Dirty restaurants that are built over rivers.
Here is a list of the all-time dirtiest restaurants that were built above rivers:
#1.Finnegans
The name Finnegans is local to two cities in Montana, but I know every town out there has an equivilent to Finnegans. Do you have a Finnegans in your town? Here is the criteria:
- Open 24 hours
- Dirty food
- High prices
- All your loser friends hang out there
- You can go in without shoes and nobody will care
- Hey, I rhymed. That was cool. I should write a song.
Unlike most of the Finnegans-like restaurants in the world, this particular one in Missoula, Montana is built over a river. How they got the zoning for that to pass, I don't know. I have no doubt that a million salmon objected at the city council meeting because the restaurant would have to be rezoned from aquatic residential to dirty restaurant. I can't imagine someone sitting there thinking, "Hmm... I want to open a dirty restaurant. Why don't I built it on top of a river?" There really is no better adjective to describe Finnegans than dirty. I'll even scan the menu to give you a better idea:
When you order something, the cook goes out back with a shovel, scoops up a pile of compost, throws it on a plate, hands it to the waiter who spits it, and dumps the plate face-down on your table. You eat it, of course, because you're hungry and have no other options. The waiter comes to hand you the bill with a chuckle. That's right, you just spent $15 on dirt. You're a fucking loser.

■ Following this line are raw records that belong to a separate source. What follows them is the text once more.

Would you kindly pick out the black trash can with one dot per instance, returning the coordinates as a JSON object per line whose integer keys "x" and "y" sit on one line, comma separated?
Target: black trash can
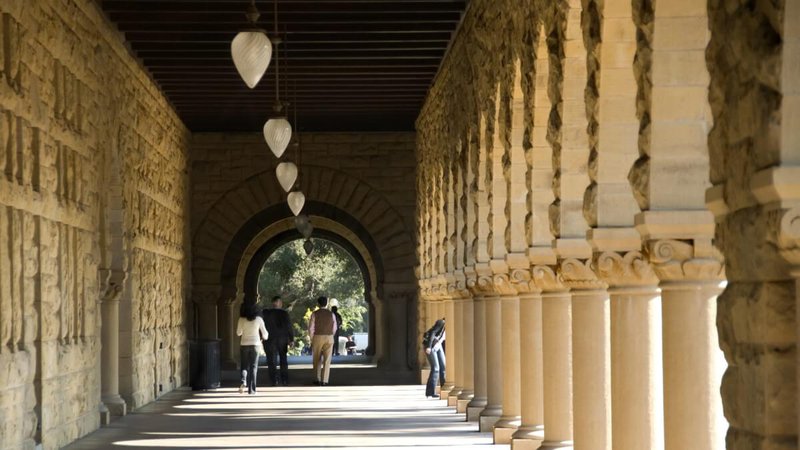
{"x": 204, "y": 364}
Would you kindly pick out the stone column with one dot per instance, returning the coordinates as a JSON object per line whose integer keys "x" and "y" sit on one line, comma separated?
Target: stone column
{"x": 494, "y": 376}
{"x": 450, "y": 343}
{"x": 110, "y": 338}
{"x": 456, "y": 346}
{"x": 636, "y": 362}
{"x": 468, "y": 353}
{"x": 530, "y": 433}
{"x": 556, "y": 360}
{"x": 509, "y": 351}
{"x": 206, "y": 304}
{"x": 479, "y": 399}
{"x": 591, "y": 355}
{"x": 229, "y": 315}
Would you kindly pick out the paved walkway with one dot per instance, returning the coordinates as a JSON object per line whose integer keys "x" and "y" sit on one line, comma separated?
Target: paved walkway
{"x": 296, "y": 418}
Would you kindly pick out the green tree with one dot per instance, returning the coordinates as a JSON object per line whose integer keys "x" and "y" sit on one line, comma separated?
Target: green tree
{"x": 299, "y": 279}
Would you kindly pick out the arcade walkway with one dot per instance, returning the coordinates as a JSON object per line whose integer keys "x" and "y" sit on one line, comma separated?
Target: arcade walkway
{"x": 295, "y": 417}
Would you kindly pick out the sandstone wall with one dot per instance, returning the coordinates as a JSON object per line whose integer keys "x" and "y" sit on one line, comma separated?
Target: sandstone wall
{"x": 92, "y": 180}
{"x": 367, "y": 176}
{"x": 594, "y": 143}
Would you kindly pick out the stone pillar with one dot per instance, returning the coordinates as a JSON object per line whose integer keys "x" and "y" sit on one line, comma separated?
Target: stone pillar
{"x": 110, "y": 339}
{"x": 591, "y": 355}
{"x": 530, "y": 433}
{"x": 450, "y": 343}
{"x": 206, "y": 304}
{"x": 468, "y": 353}
{"x": 479, "y": 399}
{"x": 494, "y": 376}
{"x": 229, "y": 315}
{"x": 636, "y": 362}
{"x": 510, "y": 419}
{"x": 556, "y": 360}
{"x": 456, "y": 346}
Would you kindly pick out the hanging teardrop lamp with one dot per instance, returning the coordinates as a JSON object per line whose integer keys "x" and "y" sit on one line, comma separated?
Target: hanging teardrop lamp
{"x": 296, "y": 201}
{"x": 287, "y": 175}
{"x": 278, "y": 131}
{"x": 251, "y": 50}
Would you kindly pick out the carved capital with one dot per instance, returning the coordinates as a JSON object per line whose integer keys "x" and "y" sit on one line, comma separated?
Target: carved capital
{"x": 522, "y": 280}
{"x": 111, "y": 284}
{"x": 546, "y": 279}
{"x": 581, "y": 275}
{"x": 630, "y": 269}
{"x": 789, "y": 236}
{"x": 677, "y": 260}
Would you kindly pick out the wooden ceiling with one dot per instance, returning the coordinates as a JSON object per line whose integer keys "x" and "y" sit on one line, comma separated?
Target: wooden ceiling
{"x": 346, "y": 65}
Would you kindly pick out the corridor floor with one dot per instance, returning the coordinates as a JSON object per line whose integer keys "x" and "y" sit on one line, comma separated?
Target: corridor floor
{"x": 294, "y": 417}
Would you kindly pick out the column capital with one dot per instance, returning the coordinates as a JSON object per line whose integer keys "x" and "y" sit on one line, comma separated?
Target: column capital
{"x": 686, "y": 260}
{"x": 457, "y": 285}
{"x": 580, "y": 274}
{"x": 111, "y": 284}
{"x": 486, "y": 281}
{"x": 628, "y": 269}
{"x": 789, "y": 237}
{"x": 547, "y": 279}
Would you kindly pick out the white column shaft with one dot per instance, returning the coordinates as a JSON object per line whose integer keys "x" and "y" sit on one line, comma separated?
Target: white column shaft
{"x": 693, "y": 366}
{"x": 591, "y": 366}
{"x": 557, "y": 364}
{"x": 636, "y": 369}
{"x": 531, "y": 373}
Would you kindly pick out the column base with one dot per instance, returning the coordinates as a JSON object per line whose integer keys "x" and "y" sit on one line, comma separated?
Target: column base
{"x": 504, "y": 429}
{"x": 452, "y": 396}
{"x": 527, "y": 438}
{"x": 116, "y": 405}
{"x": 489, "y": 417}
{"x": 105, "y": 415}
{"x": 423, "y": 376}
{"x": 474, "y": 409}
{"x": 546, "y": 445}
{"x": 444, "y": 391}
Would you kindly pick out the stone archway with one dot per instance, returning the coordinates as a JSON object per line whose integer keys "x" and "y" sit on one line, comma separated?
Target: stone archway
{"x": 249, "y": 262}
{"x": 250, "y": 214}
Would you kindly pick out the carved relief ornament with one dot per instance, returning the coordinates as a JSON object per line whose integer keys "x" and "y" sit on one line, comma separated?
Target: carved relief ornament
{"x": 547, "y": 279}
{"x": 630, "y": 269}
{"x": 789, "y": 237}
{"x": 675, "y": 260}
{"x": 581, "y": 275}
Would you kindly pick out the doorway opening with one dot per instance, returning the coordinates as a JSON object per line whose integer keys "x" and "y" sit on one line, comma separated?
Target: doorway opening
{"x": 302, "y": 270}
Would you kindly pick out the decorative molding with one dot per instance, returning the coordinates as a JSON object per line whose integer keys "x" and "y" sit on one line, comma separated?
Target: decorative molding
{"x": 789, "y": 236}
{"x": 677, "y": 260}
{"x": 522, "y": 281}
{"x": 578, "y": 274}
{"x": 546, "y": 279}
{"x": 630, "y": 269}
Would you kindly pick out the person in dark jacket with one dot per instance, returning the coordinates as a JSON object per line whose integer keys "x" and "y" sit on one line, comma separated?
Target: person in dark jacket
{"x": 433, "y": 342}
{"x": 279, "y": 326}
{"x": 335, "y": 311}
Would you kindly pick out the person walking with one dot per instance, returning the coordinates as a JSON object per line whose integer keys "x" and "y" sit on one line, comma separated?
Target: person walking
{"x": 279, "y": 327}
{"x": 335, "y": 311}
{"x": 321, "y": 329}
{"x": 433, "y": 342}
{"x": 252, "y": 331}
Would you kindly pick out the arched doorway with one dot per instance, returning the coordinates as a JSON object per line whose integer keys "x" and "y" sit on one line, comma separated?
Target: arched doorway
{"x": 261, "y": 259}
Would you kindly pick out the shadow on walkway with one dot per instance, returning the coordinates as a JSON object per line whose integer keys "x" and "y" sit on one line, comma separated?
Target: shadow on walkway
{"x": 294, "y": 417}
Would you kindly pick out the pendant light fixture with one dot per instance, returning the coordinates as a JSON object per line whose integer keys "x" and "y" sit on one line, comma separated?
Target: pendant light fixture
{"x": 287, "y": 175}
{"x": 251, "y": 50}
{"x": 296, "y": 201}
{"x": 277, "y": 130}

The only half-decent thing to order at these restaurants is a grilled cheese.
- It's bread and cheese. No cook can screw that up.
- The bread is sealed shut, so if there's spit in there, you'll never know.
- It will only cost you half your paycheck.
- If it tastes like crap, which it will, you won't be too sad because not much went to waste.
- There are millions of starving people in Ethiopia and they're stealing all our jobs.
The problem with these restaurants is that the management strives for a classy atmosphere, but when it doesn't happen, they blame the customers. Finnegans doesn't suck because it's overrun by college students, insomniac high school kids, and crazy old men who ramble on about how they married Paris Hilton and traveled to Mars and jupiter to eliminate the good witch and the bad witch. The place sucks because they charge a lot of money for disgusting food. One time I accidentally ordered seafood. Big mistake. I spent 2 hours on the crapper. When the shit pumper failed to pump the shit funnel, I let it overflow all over the bathroom and walked out in disgust.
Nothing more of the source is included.